La première une de MédiaMatin, le 25 avril dernier

Depuis hier, MédiaMatin, le quotidien gratuit des employés du Journal de Québec mis en lock-out par Quebecor, invite les annonceurs à acheter de la publicité dans ses pages.

"Il n'y a pas de limite concernant la publicité dans la décision du juge rendue la semaine dernière", explique Denis Bolduc, président et porte-parole du syndicat des journalistes et éditeur du nouveau journal. Pour lui, cette décision de diffuser de la publicité a pour objectif  "de donner à MédiaMatin l'ampleur qu'il lui faut pour ramener Quebecor à la table des négociations".

Les profits générés par la vente de publicité couvriront les frais de production du journal. "Le but est d'autofinancer le journal, non pas de générer des profits. Nous voulons, par exemple, établir un système de compensation pour la distribution", dit le porte-parole. Il ajoute qu'il n'est pas impossible que le nombre d'exemplaires, pour l'instant de 40 000 par jour, augmente tout comme le nombre de pages, actuellement de 24.

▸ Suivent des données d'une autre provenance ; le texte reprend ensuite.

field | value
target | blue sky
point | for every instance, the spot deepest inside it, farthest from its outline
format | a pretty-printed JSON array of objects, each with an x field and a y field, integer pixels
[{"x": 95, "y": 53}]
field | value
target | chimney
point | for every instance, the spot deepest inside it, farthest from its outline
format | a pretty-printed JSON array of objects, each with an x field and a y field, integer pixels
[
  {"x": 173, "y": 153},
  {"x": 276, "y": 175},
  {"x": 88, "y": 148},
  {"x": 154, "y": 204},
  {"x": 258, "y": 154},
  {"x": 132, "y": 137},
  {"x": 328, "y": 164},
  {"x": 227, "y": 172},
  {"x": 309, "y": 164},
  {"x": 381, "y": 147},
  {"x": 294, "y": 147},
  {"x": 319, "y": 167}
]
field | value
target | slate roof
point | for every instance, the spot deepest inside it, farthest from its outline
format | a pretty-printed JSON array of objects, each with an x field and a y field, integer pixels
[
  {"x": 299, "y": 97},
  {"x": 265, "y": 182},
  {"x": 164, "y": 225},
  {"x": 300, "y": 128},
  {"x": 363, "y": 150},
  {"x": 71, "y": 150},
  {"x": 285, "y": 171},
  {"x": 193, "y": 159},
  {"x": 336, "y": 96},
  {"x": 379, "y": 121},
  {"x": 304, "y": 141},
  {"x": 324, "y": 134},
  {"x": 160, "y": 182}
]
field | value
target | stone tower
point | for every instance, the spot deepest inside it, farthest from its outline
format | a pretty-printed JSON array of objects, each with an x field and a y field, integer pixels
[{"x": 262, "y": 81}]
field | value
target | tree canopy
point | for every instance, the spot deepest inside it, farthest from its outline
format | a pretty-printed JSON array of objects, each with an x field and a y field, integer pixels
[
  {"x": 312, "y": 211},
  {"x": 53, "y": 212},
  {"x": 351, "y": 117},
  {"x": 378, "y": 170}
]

Denis Bolduc n'a pas voulu nommer les annonceurs intéressés, mais a confirmé qu'ils étaient très nombreux à vouloir profiter de ce nouveau média dont tous les exemplaires seraient épuisés quotidiennement.

Les tarifs publicitaires varient, pour une seule parution, de 1800$ pour une couverture arrière à 360$ pour 1/4 de page. Le supplément pour une publication en quatre couleurs est de 400$. MédiaMatin avertit cependant les annonceurs que, comme il est un moyen de pression visant à régler un litige, la publication cessera aussitôt qu'une entente interviendra.

La semaine dernière, la Cour supérieure a refusé d'émettre une injonction pour faire cesser la parution du journal des syndiqués publié depuis le 25 avril. Par contre, Quebecor entend demander à la Cour d'appel d'infirmer cette décision.